Anatomy of a Risk System
What does a financial risk system look like and why are they so hard to migrate to the cloud?
Psst. Come closer. I’m going to tell you a secret from the world of financial services.
The first picture shows what anyone going into a cloud migration at an investment bank for the first time thinks what a risk system looks like. The second picture is what they’d draw after six months of missed spend targets, sleepless nights and face palms.
Ok it’s not really a secret. Anyone that’s worked in financial risk systems will tell you that, yet somehow it seems to get forgotten. Hope and cloud marketing always prove to be stronger than the reality of how long it can take to untangle complex enterprise systems.
The unfortunate trust however is that financial risk systems are horrifically complex aliens and migrating them anywhere least of all to cloud is a difficult endeavour even if you have a spaceship.
They’re not difficult to migrate because the math and code in calculating the risk is hard (though it is). They’re not difficult to migrate because they deal with enormous scale (though sometimes they do). They’re not even difficult to migrate because they’re written in highly complex tech stacks (quirky sometimes, complex not so much).
They/re complex due to handful of reasons that are often more to do with human behaviour and economics rather than anything technical.
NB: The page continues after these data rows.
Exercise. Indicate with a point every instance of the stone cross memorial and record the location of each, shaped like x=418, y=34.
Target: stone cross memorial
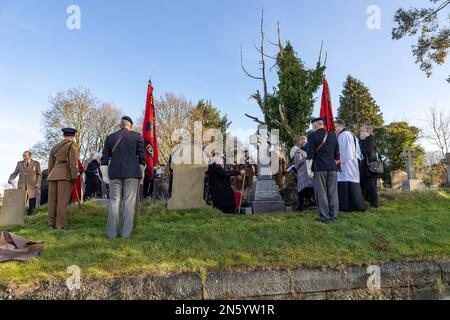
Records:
x=265, y=197
x=13, y=208
x=447, y=162
x=412, y=183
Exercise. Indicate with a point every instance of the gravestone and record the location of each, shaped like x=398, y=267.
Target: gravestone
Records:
x=187, y=186
x=447, y=162
x=265, y=197
x=397, y=179
x=13, y=208
x=412, y=183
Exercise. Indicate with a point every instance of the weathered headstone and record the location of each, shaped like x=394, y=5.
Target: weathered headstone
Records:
x=409, y=156
x=13, y=208
x=447, y=162
x=187, y=186
x=397, y=179
x=412, y=183
x=265, y=196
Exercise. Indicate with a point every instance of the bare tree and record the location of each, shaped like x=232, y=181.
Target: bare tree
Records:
x=276, y=116
x=78, y=109
x=438, y=129
x=105, y=119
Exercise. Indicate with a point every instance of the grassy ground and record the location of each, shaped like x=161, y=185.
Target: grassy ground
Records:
x=407, y=227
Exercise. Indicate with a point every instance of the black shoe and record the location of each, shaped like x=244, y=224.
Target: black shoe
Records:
x=322, y=221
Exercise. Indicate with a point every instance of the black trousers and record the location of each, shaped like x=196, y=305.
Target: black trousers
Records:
x=369, y=189
x=44, y=196
x=31, y=206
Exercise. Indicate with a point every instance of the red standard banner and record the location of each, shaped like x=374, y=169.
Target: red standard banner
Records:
x=326, y=110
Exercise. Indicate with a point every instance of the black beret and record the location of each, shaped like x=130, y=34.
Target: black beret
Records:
x=127, y=118
x=69, y=132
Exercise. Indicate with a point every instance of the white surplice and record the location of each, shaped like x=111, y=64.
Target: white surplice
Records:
x=349, y=151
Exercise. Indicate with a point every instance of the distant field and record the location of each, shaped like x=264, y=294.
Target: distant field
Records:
x=413, y=226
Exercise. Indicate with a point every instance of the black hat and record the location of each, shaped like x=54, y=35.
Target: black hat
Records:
x=318, y=119
x=127, y=118
x=69, y=132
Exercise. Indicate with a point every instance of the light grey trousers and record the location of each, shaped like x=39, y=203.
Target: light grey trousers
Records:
x=122, y=194
x=325, y=187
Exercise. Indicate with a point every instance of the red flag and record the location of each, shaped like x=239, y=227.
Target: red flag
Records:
x=326, y=110
x=149, y=133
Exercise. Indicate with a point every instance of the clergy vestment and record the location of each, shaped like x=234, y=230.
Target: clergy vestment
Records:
x=349, y=189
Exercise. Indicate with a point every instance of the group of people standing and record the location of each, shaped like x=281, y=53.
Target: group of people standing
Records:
x=333, y=168
x=120, y=167
x=332, y=171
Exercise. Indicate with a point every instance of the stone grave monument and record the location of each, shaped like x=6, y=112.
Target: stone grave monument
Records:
x=447, y=162
x=265, y=197
x=412, y=183
x=397, y=179
x=187, y=186
x=13, y=208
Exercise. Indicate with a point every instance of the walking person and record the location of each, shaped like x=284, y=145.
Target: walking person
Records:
x=63, y=173
x=122, y=166
x=323, y=154
x=29, y=172
x=369, y=152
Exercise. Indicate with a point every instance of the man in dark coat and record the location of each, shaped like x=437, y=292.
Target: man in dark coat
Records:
x=125, y=150
x=222, y=193
x=323, y=154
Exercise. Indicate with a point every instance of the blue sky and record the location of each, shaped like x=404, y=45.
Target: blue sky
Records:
x=193, y=48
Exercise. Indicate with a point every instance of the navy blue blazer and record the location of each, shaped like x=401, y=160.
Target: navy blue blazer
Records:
x=325, y=159
x=127, y=158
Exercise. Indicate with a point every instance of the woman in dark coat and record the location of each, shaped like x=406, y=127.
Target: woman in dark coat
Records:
x=368, y=179
x=93, y=179
x=222, y=193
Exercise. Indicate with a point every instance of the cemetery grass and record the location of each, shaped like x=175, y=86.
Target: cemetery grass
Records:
x=407, y=227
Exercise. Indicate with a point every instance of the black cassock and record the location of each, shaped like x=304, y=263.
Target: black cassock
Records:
x=222, y=193
x=350, y=197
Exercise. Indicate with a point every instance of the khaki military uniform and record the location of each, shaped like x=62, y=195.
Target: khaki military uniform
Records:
x=63, y=172
x=29, y=177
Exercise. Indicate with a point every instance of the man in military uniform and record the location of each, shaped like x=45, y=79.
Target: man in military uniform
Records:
x=29, y=172
x=63, y=172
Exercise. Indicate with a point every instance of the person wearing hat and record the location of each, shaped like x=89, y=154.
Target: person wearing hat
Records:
x=63, y=173
x=29, y=172
x=122, y=166
x=323, y=155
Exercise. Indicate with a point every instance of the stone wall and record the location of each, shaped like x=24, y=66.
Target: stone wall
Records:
x=413, y=280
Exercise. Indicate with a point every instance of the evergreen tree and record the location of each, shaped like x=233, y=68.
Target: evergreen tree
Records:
x=210, y=116
x=357, y=106
x=392, y=139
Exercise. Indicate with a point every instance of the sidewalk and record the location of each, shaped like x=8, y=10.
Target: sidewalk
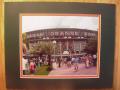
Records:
x=64, y=70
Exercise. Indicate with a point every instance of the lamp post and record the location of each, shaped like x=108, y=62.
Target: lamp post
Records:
x=54, y=42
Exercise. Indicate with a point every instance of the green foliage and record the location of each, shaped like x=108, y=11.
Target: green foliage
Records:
x=43, y=48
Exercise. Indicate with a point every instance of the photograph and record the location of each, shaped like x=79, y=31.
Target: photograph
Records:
x=59, y=45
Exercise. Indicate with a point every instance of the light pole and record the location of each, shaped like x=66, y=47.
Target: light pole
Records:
x=54, y=42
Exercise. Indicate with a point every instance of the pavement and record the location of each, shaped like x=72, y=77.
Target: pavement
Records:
x=82, y=70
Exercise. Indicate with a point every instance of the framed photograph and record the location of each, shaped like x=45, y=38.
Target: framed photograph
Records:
x=59, y=45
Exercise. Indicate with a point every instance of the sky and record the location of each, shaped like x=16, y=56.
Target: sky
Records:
x=32, y=23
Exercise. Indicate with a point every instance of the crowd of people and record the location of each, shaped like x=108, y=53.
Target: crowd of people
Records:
x=30, y=65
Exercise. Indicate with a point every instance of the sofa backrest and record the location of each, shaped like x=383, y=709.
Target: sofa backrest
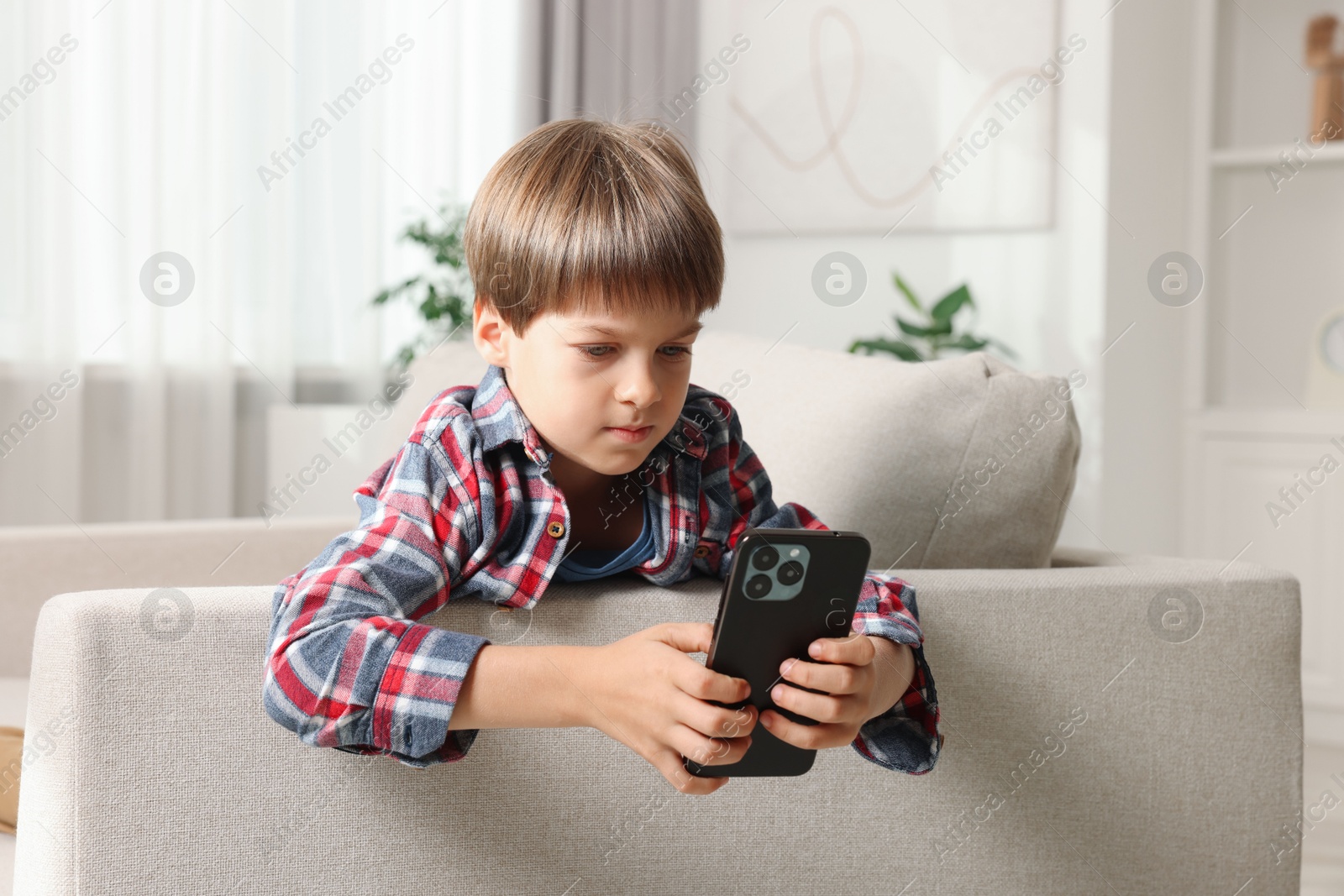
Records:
x=960, y=463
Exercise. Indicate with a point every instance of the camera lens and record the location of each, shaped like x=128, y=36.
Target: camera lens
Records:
x=765, y=558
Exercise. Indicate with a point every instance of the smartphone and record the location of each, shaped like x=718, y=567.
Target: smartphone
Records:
x=786, y=589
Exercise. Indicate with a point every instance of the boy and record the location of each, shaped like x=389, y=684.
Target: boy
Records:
x=595, y=254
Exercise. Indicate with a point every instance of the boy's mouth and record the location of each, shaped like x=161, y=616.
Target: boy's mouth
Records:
x=631, y=436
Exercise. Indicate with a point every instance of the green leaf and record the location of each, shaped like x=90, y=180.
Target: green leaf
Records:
x=968, y=343
x=900, y=349
x=914, y=329
x=907, y=293
x=951, y=304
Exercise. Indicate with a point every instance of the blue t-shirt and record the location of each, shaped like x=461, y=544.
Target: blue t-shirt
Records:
x=595, y=563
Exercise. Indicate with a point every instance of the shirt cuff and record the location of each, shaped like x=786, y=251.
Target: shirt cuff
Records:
x=906, y=736
x=418, y=694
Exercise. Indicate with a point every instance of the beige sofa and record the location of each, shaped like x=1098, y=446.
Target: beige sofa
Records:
x=1176, y=683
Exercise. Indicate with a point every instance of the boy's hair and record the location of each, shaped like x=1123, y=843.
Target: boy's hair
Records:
x=584, y=217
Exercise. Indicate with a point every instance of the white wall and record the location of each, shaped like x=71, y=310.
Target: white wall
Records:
x=1149, y=125
x=1041, y=291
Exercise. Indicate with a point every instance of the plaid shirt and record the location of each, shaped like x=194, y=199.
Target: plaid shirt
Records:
x=468, y=506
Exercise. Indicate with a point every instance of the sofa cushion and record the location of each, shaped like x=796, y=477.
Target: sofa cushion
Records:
x=963, y=463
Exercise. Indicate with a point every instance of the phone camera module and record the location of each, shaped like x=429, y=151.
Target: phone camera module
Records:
x=790, y=573
x=759, y=586
x=765, y=558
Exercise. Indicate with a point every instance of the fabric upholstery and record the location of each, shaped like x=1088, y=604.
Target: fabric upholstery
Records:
x=171, y=779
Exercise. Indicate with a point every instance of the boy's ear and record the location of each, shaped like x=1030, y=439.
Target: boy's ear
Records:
x=488, y=333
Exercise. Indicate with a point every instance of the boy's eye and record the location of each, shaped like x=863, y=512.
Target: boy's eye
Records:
x=602, y=351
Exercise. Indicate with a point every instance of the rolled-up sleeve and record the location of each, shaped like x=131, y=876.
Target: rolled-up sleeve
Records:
x=906, y=736
x=349, y=665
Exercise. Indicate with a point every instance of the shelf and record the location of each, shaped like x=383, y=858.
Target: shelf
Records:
x=1269, y=422
x=1258, y=156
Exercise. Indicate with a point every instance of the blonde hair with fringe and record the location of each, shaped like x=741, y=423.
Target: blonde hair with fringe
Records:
x=586, y=217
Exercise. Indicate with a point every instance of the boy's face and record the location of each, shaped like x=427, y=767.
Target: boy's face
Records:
x=575, y=383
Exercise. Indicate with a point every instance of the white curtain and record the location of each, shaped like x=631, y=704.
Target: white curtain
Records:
x=145, y=127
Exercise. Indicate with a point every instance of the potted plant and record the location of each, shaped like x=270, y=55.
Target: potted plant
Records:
x=934, y=331
x=443, y=296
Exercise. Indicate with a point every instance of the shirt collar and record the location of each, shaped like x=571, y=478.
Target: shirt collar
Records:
x=499, y=419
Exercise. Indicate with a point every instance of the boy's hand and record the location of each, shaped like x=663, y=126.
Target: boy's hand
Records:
x=645, y=692
x=857, y=679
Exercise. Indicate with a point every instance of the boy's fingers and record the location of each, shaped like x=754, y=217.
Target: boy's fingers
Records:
x=687, y=637
x=853, y=649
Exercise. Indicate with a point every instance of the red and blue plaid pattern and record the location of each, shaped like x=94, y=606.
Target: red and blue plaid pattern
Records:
x=349, y=665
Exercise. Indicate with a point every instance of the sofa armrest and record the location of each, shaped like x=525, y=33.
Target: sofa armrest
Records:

They’re difficult to migrate because like any large enterprise system they are a product not only of the technical choices of their creators but also of the org chart. They’re constrained by both technical and political decisions across the entire bank. And lately all of this gets done on a budget smaller than your average AI startup.
This is particularly problematic for a risk system due to the number of touch points or interfaces it has (both human and programmatic) with other parts of the bank. Slowly grown over a period of years these systems connect to multiple other applications in the bank but are usually the first to be targeted for cloud migration due their size and demand for compute. The result? A desperate call to Mario and Luigi to replumb everything to keep the risk flowing.
All this before anyone even says the word scheduler. Or orchestration.